As Kamala Harris campaigned through the battleground states in the final days of the presidential race, she closed each stump speech with a question for the crowd: “Are you ready to make your voices heard?”

The US electorate spoke resoundingly on Tuesday night — and the majority rejected what Harris was pitching.

In a historic win, Donald Trump not only clinched the 270 electoral college votes needed to win the White House but is on course to become the first Republican in 20 years to win the nationwide popular vote. His party also took back control of the US Senate and appeared on course to hold on to the House of Representatives.

Trump’s emphatic victory marked a repudiation of not just Harris but also her party’s progressive agenda and its failure to understand the concerns of the majority of US voters.

“If you were hard-eyed and realistic about this, you would say this was the worst outcome at the presidential level for Democrats in this century,” said Bob Shrum, a Democratic campaign veteran who worked on Al Gore and John Kerry’s bids for the White House. “The Democratic party is going to have to get its act together and move forward.”

Harris, a former prosecutor who first ran for president in the 2020 Democratic primaries as a progressive, tacked to the centre when she became her party’s candidate after Joe Biden stepped down following a disastrous debate against Trump in July. She vowed to be a president for “all Americans” and put “country over party”.

But the pitch fell flat, and Trump was able to rack up big wins across the country, even running up his numbers in traditionally “blue” Democrat-controlled states such as New York and California.

“The Democratic brand is pretty bad,” said Matt Bennett, co-founder of Third Way, a centrist Democratic think-tank. “The country has shifted pretty far to the right, and we were not aware of how deep the problem ran. The voters that we lost . . . looked at Democrats and said: ‘They don’t understand my life. I don’t want them representing me.’”

As they reeled from the election result on Wednesday, many in the party asked whether the Harris campaign had allowed Trump and the Republicans to paint them as too far left, or “woke”, on social issues.

The Trump campaign spent millions of dollars on political ads focusing on transgender issues in the final stretch of the race. “Kamala is for they/them,” one said. “Trump is for you.”
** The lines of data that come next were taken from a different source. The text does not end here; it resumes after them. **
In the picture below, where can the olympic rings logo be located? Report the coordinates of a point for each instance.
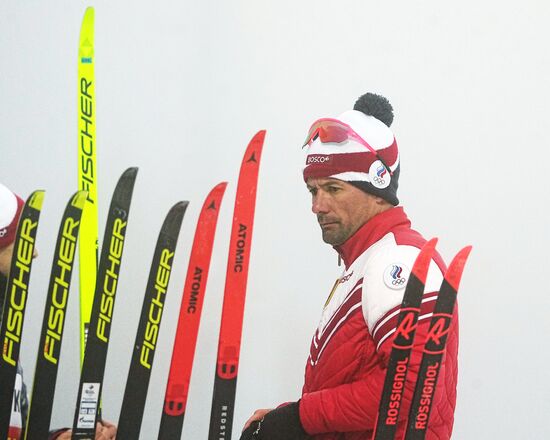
(398, 281)
(379, 181)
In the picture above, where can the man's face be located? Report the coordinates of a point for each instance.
(341, 208)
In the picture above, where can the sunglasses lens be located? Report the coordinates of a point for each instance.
(327, 131)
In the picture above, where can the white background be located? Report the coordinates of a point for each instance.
(182, 86)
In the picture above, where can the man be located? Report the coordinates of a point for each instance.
(352, 171)
(10, 210)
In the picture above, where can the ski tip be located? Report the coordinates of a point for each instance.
(422, 262)
(260, 136)
(174, 218)
(219, 188)
(36, 199)
(180, 206)
(130, 172)
(88, 18)
(454, 272)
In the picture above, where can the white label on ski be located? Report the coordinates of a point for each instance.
(88, 405)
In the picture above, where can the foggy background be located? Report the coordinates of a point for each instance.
(181, 87)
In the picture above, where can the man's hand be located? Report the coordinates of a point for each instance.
(282, 423)
(104, 431)
(258, 415)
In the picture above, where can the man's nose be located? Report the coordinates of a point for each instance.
(319, 203)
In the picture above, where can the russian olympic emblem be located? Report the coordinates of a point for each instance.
(396, 276)
(379, 176)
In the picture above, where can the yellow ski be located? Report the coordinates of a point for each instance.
(87, 173)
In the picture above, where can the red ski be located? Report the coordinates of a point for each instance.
(434, 348)
(175, 399)
(396, 374)
(229, 345)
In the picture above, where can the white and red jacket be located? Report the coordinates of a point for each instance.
(346, 368)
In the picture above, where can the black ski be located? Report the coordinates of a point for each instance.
(434, 348)
(51, 336)
(15, 301)
(135, 394)
(95, 356)
(396, 374)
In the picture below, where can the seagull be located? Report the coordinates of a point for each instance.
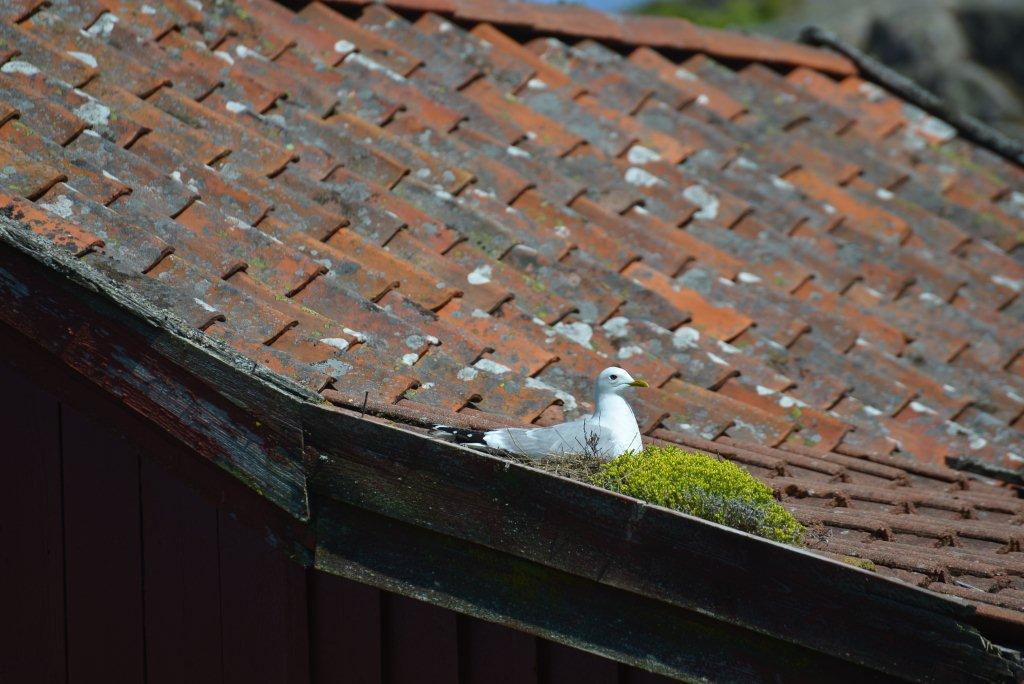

“The ads on the transgender stuff were really unsettling to people”, said Deb Dassow, chair of the Democratic party in Wisconsin’s Ozaukee County, a Republican stronghold in the Milwaukee suburbs that broke for Trump.

But others in the party said the Harris campaign simply failed to address the key concerns of voters on inflation and the cost of living.

“It was the economy first, second and third,” said leading Democratic pollster Jefrey Pollock. “How do you win when so many voters think that the country is on the wrong track? And when the voters say wrong track, they are really complaining about the economy.”

Many in the party believe that a shift to the middle is inevitable if it is to come back in the next presidential election.

“The only way to defeat rightwing populism is through the centre,” said Bennett. Shrum agreed that having “a moderately liberal, centre-left Democratic party is the only way forward if progressives actually want to win”.

But in a sign of disagreements on the horizon, Bernie Sanders, the 83-year-old progressive senator from Vermont who caucuses with Democrats, accused the party’s leaders of defending the “status quo” and said they should advocate for universal healthcare and ending US aid to Israel, among other leftwing policy changes.

“Will the big money interests and well-paid consultants who control the democratic party learn any real lessons from this disastrous campaign?” said Sanders. “Probably not.”

With the possibility of internecine party warfare on the horizon, several top Democrats cautioned against getting bogged down in ideological battles.

“It is a false choice,” said Pollock. “We shouldn’t be having an ideological debate. What we must do is connect with these voters who are clearly not responding to what we have been telling them.”

Others urged the party to look beyond the nation’s capital — and the existing leadership in the White House — for a path forward. The Democratic party still has several popular state governors, including in states that Trump won on Tuesday night. They include Josh Shapiro of Pennsylvania, Gretchen Whitmer of Michigan and Andy Beshear of Kentucky.

“How do we have an agenda that addresses what people want? How do we talk to them in a way that shows that we understand them and their values?” said Ken Baer, a Democratic strategist and adviser in Barack Obama’s White House. “That comes from outside of Washington.

“We need a generational change,” Baer added. “We have had a gerontocracy of 80-year-olds running the Democratic party since Obama left. We need new blood and new leaders.”